饭后,苏既明在灶房门口缠着清梧教他鬼王谷的独门控蛊术,云团蹲在他头顶上假装自己也是个蛊虫。清梧没答应教控蛊术,但答应教他如何在编草蚱蜢时把两根狗尾巴草编成一颗爱心。阿九在演武场上给林家姐妹展示他的涅槃火苗控制新技巧,这一次精准地只点燃了剑尖上那一片凤凰木叶子,没像上次那样连旁边晾着的围裙一起烧了。林秋荻在祠堂里帮白叔整理旧档,白叔戴着老花镜一页一页地翻着苏氏家臣录,说今年新入册的门客有七个,册子快不够用了。

苏软端了碗银耳汤靠在凤凰木下慢慢喝着,不远处清宴刚从余在水的池塘边回来,手里拿着新一季的水系灵种采购单。余在水跟在他身后嘶嘶地解释为什么灵鲤零食费又超支了,清宴边走边在备注栏里写“建议灵鲤自行捕食池塘微生物,节省开支”。

苏沉璧不知什么时候走到她旁边,手里剥着一颗橘子,下巴朝清宴的方向微微抬了抬。

苏沉璧
苏沉璧

你们俩,什么时候?

苏软喝汤的动作停了一瞬,

苏软
苏软

祖母,你是从什么时候开始打算盘打到我头上的。

苏沉璧把一瓣橘子放进嘴里,答非所问:

苏沉璧
苏沉璧

围裙的事,你打算什么时候还他一件新的?你绣的那只炸毛鸡他穿了快一年了,袖口都磨破了。

苏软抬头望向祠堂方向。苏若棠的牌位在烛光里安静地立着,那封没有拆的信还压在牌位下面。她忽然想,苏若棠的信里,会不会也有一句没来得及对苏渡说的话。她靠在祖母肩上,闻到祖母衣领上那股混合了凤凰木叶香、老姜和棉布的味道,和她小时候阿娘身上一样好闻。她说很快了,等围裙上的凤凰学会怎么绣翅膀的时候。
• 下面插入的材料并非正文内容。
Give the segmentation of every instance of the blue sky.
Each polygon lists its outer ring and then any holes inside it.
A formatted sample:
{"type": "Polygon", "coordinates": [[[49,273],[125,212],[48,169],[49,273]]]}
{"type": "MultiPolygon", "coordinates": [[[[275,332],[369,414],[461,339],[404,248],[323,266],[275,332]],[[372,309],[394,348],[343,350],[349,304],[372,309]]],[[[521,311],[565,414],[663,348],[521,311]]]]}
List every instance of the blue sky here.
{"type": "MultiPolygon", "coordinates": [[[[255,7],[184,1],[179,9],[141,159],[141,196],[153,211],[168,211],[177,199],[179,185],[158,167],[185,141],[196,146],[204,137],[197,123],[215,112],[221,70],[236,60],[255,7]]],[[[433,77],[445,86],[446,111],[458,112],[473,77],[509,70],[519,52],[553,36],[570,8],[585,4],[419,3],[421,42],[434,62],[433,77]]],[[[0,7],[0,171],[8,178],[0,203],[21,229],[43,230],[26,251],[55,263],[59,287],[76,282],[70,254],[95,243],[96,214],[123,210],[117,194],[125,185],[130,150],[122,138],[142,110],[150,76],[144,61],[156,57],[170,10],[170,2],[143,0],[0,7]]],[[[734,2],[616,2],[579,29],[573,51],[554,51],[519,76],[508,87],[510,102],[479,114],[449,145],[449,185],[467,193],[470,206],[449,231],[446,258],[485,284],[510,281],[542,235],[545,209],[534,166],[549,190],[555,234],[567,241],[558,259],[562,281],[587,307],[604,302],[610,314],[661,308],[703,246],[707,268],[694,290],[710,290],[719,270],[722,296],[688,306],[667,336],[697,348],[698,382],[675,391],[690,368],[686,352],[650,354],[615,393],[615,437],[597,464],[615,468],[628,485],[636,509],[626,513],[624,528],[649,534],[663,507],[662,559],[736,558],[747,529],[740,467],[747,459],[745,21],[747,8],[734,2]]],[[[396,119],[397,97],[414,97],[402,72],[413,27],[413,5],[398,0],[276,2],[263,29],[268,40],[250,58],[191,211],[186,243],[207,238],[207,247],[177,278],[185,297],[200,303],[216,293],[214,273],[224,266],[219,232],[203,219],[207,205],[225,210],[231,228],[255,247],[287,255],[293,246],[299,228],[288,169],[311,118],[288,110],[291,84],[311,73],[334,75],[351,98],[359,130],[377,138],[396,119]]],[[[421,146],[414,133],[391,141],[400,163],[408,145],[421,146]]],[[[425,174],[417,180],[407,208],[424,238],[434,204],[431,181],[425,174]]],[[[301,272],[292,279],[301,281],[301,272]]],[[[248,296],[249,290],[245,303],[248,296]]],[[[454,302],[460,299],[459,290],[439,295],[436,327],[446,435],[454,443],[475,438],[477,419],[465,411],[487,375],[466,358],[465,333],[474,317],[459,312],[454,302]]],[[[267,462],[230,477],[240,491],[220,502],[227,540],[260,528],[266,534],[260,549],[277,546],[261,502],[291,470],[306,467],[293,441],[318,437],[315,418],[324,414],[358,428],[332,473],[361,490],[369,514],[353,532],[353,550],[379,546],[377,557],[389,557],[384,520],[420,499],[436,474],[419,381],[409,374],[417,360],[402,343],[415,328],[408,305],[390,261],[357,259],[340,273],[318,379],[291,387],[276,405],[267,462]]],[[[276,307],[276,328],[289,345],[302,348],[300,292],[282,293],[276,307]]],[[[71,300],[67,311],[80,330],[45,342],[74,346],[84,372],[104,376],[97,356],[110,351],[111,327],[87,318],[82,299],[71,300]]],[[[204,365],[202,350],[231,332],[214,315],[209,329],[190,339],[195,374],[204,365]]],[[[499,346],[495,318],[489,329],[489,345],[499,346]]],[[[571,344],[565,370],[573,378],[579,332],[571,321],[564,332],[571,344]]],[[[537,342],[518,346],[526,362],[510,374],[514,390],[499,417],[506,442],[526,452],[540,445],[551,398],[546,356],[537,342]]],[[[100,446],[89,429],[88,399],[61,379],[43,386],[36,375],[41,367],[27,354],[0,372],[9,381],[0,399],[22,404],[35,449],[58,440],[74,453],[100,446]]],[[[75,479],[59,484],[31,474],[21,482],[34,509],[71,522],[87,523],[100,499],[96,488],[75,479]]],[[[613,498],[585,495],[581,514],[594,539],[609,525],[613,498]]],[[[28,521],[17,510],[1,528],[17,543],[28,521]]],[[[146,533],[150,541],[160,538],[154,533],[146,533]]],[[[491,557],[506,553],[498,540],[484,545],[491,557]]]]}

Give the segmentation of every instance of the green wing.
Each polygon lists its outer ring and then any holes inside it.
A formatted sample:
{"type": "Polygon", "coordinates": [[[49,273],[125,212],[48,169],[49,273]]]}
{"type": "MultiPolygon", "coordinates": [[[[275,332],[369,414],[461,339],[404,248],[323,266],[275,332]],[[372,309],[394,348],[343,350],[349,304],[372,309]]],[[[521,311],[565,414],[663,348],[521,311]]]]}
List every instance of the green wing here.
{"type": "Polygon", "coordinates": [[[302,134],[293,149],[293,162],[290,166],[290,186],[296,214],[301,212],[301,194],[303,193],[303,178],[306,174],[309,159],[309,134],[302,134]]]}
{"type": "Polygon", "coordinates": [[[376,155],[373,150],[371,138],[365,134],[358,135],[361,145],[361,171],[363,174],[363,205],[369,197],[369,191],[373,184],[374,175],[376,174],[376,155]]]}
暮色四合,桃林镇方向远远传来清明时节的爆竹声。凤凰木的树冠在春风里轻轻摇晃,赤金色的叶子沙沙作响,像无数只手同时在鼓掌。苏软靠在树下没有回答,只是在心里把目光从祠堂方向收回来,对着苏若棠的牌位默念了一句:谢谢。她不知道苏若棠在那个没有拆的信封里写了什么,但她知道如果没有苏若棠在灭门夜里抱出她母亲,她不会站在这里,苏家不会在这里,这棵凤凰木也不会在这里。今天的家宴她给苏若棠盛的那碗萝卜汤,用的是祖母亲手种的萝卜。苏若棠,你放心,你信里托付的事,我们都做到了。